The size of the implant is a very personal choice as each woman has her own preferences and ideal body image. Our doctors listen to your input on sizing to help pick an implant size that satisfies each patient’s expectations as well as fits with the patient’s anatomy to maximize surgical success. When assessing implant size, patients should be aware that very large implants will result in sagging of the breast tissue faster than smaller implants.
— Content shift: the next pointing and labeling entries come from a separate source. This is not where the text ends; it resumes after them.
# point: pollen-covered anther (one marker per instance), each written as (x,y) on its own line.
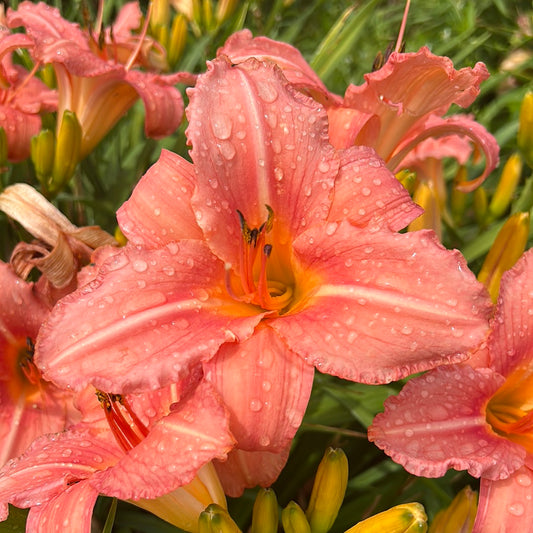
(125,425)
(257,287)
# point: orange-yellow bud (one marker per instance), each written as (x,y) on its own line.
(508,246)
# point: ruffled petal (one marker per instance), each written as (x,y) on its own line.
(163,103)
(249,469)
(241,46)
(70,511)
(367,194)
(256,142)
(505,506)
(511,342)
(159,210)
(409,87)
(438,422)
(387,305)
(52,464)
(146,319)
(178,445)
(266,388)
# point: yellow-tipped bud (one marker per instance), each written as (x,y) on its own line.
(67,152)
(328,490)
(525,129)
(120,237)
(265,517)
(408,179)
(207,15)
(508,246)
(459,516)
(481,206)
(405,518)
(216,519)
(177,39)
(458,199)
(224,10)
(426,197)
(3,147)
(160,14)
(42,155)
(503,195)
(294,520)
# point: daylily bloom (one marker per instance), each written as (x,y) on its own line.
(397,111)
(400,105)
(31,406)
(476,418)
(152,449)
(22,98)
(270,255)
(92,81)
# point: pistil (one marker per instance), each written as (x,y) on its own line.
(128,430)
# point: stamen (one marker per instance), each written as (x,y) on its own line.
(127,434)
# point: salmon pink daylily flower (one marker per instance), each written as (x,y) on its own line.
(270,255)
(397,111)
(22,98)
(152,449)
(477,418)
(31,406)
(92,81)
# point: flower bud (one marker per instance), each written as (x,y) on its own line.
(328,490)
(508,246)
(215,519)
(481,206)
(3,147)
(426,197)
(265,516)
(294,520)
(405,518)
(408,179)
(525,129)
(177,39)
(42,155)
(507,186)
(459,516)
(67,152)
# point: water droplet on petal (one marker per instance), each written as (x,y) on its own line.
(255,405)
(139,265)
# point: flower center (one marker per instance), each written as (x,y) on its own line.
(264,278)
(25,381)
(510,410)
(125,425)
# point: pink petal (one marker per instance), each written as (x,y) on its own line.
(44,23)
(159,210)
(388,305)
(20,128)
(462,126)
(506,506)
(511,342)
(438,422)
(248,469)
(256,142)
(266,388)
(146,319)
(163,103)
(409,87)
(241,46)
(70,511)
(53,463)
(366,193)
(193,434)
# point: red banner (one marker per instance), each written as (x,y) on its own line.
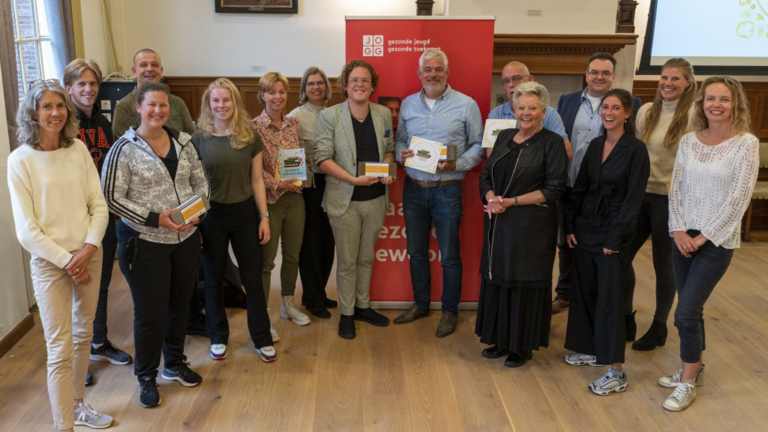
(393,47)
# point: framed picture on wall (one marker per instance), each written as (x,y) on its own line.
(257,6)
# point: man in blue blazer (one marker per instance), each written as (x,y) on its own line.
(580,112)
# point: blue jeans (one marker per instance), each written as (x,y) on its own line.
(695,279)
(421,207)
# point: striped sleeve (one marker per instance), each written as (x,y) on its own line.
(116,179)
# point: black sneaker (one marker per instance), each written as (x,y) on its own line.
(371,316)
(109,352)
(347,327)
(183,374)
(148,395)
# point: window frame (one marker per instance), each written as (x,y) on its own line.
(18,41)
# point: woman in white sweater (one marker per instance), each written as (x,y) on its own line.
(712,183)
(60,217)
(660,125)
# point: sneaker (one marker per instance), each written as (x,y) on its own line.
(289,311)
(673,380)
(684,394)
(148,395)
(447,324)
(609,383)
(267,353)
(371,317)
(347,327)
(109,352)
(183,374)
(218,351)
(87,416)
(576,359)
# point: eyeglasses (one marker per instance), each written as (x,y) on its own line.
(517,79)
(595,74)
(364,81)
(48,81)
(316,84)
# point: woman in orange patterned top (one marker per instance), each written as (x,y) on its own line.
(284,199)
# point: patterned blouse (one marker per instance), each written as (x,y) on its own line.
(288,136)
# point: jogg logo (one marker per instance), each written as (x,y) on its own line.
(373,46)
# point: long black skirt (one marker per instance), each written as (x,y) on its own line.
(513,318)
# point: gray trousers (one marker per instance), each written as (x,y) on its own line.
(355,233)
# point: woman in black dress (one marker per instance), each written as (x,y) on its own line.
(524,175)
(600,223)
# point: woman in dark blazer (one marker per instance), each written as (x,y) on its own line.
(524,175)
(599,223)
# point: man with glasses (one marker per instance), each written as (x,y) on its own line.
(580,111)
(82,80)
(441,114)
(514,74)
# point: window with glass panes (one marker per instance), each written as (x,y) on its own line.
(34,53)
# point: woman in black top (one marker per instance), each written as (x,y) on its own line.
(148,172)
(524,175)
(599,223)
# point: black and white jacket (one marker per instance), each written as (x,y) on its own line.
(138,186)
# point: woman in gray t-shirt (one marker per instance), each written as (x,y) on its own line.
(231,155)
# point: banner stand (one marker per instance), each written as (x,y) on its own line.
(393,45)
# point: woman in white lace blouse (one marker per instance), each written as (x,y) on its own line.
(712,183)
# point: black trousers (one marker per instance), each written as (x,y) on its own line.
(239,224)
(653,221)
(109,248)
(565,253)
(317,248)
(161,278)
(596,318)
There are generally two choices in implant fill material: silicone or saline implants. Below you will find the advantages and disadvantages of both silicone and saline implants. In addition, breast implants can have either a textured or smooth surface and each type has its role in cosmetic surgery of the breast. The type most appropriate for each case is explained to all patients by Dr. Spikes

There are two types of implant shapes: round and anatomic implants. In addition, implants come in three ranges of projection or profiles. All of these factors are taken into account to ensure patient satisfaction when it comes to the final surgical shape as well as the amount of projection and cleavage created from breast enhancement.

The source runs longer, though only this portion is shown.